Over $280 million in medical debt affecting more than 158,000 Cook County residents has been erased as part of a countywide medical debt relief program launched last year, according to Cook County Board President Toni Preckwinkle in a Tuesday news release.
As part of the program, Cook County officials work with the national nonprofit RIP Medical Debt to purchase debt from health care providers in the county, which then allows the debts to be erased for residents who qualify based on financial hardship.
“We buy it basically at the same price that they would sell it to debt collectors,” said Preckwinkle in an interview on “Chicago Tonight” in May about the program. “We buy it, we erase the debt, send the families, individuals notices that their debt has been wiped out.”

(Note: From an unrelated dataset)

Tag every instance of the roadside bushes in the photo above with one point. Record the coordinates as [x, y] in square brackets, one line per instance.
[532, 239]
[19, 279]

In the latest round of medical debt relief, the county erased over $173 million of debt for more than 85,000 patients at UChicago Medicine. Each UChicago Medicine patient saw an average of about $2,000 in debt relief. Over 75% of patient households reported annual incomes below $51,000, according to officials.
Program recipients are eligible for relief if they are Cook County residents and have incomes up to 400% of current Federal Poverty Guidelines, or have a medical debt that is 5% or more of their estimated household annual income. There is no way to apply for the program, rather, RIP Medical Debt performs an analysis of hospital debt portfolios and identifies qualifying accounts, according to Cook County’s website.
The county has allotted $12 million in COVID-19 recovery funds from the federal American Rescue Plan Act to fund the program.
Neighborhoods on the South and West Sides of Chicago have seen the highest amount of medical debt erased so far, according to officials. Residents living in ZIP codes 60629, 60619 and 60620, which includes parts of Chicago Lawn, Chatham and Auburn Gresham, are among the top three ZIP codes who have seen the highest amount of debt erased with a total of over $38 million.
“People feel a lot of anxiety when they have medical debt,” said RIP Medical Debt President and CEO Allison Sesso in an interview on “Chicago Tonight” in January about the program. “They do not go to the hospitals to get the care that they need when they think they owe a medical debt, or they do owe a medical debt, or they’re concerned that they might get medical debt.”